Tanjab Barat (e-tivinews.id)-Di tengah meningkatnya ancaman perubahan iklim, penanaman mangrove telah menjadi salah satu solusi efektif dalam menjaga keseimbangan ekosistem pesisir. Kegiatan “Kohati Menyapa Alam: Menanam Mangrove & Diskusi” yang digelar oleh Kohati Cabang Tanjung Jabung Barat Sabtu (23/08/25) di ekowisata Mangrove Pangkal Babu.
Ini merupakan sebuah langkah konkret dalam merespons kebutuhan mendesak akan aksi penyelamatan lingkungan.
Selain berfokus pada penanaman mangrove, acara ini juga diwarnai dengan diskusi-diskusi kritis mengenai peran aktif generasi muda dalam konservasi alam.
Raudatul Jannah, selaku Ketua Umum Kohati Cabang Tanjung Jabung Barat, mengatakan “Penanaman mangrove bukan sekadar aksi simbolik, tetapi merupakan bentuk kontribusi nyata dalam mencegah abrasi pantai, memperbaiki kualitas air, dan melindungi biodiversitas laut. Kohati Menyapa Alam adalah langkah awal yang membuktikan bahwa aksi kolektif dan diskusi intelektual dapat menjadi pendorong penting dalam merawat bumi ini untuk masa depan yang lebih baik”
Penanaman mangrove yang dilakukan oleh Kohati tidak hanya berfokus pada aksi fisik tersebut. Diskusi yang digelar sebagai bagian dari kegiatan ini turut menjadi ruang refleksi bagi para peserta untuk memahami urgensi konservasi alam secara lebih mendalam.
Dengan mengundang berbagai pihak, baik dari akademisi, praktisi, maupun aktivis lingkungan, kegiatan ini berhasil membangun kesadaran kolektif akan pentingnya keberlanjutan alam.
Generasi muda, seperti yang terlihat dalam kegiatan Kohati ini, memegang peran penting dalam mendesain masa depan yang lebih hijau dan berkelanjutan.
Melalui pemahaman yang lebih mendalam tentang tantangan lingkungan serta solusi-solusi yang dapat diambil, mereka dapat menjadi agen perubahan yang mampu memengaruhi kebijakan serta perilaku masyarakat luas.

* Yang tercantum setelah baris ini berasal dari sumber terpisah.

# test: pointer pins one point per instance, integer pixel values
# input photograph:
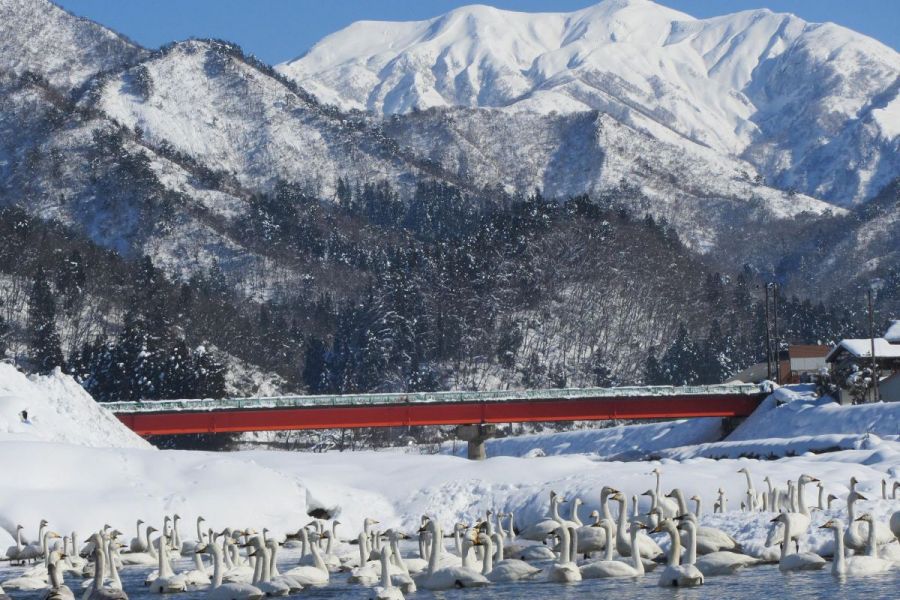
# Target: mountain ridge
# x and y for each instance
(732, 83)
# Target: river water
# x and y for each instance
(757, 583)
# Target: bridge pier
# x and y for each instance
(475, 436)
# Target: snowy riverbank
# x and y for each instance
(81, 469)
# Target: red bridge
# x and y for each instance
(167, 417)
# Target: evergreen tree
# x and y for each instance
(44, 341)
(315, 368)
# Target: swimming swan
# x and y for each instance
(676, 574)
(801, 561)
(226, 591)
(446, 577)
(505, 570)
(609, 568)
(857, 564)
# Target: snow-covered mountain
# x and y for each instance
(814, 107)
(44, 39)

Secara keseluruhan, kegiatan ini memberikan pesan yang kuat: bahwa penyelamatan alam adalah tanggung jawab bersama, yang tidak hanya menjadi tugas para ahli atau pemerintah semata, tetapi juga menjadi kewajiban kita semua, khususnya generasi muda yang memiliki potensi besar untuk menciptakan perubahan.
Kegiatan seperti ini seharusnya menjadi contoh bagi organisasi atau komunitas lainnya untuk terus berinovasi dalam menggabungkan antara aksi nyata dan edukasi dalam rangka menyelamatkan lingkungan hidup kita. Sebab, alam yang lestari adalah warisan terbaik yang dapat kita tinggalkan untuk generasi mendatang.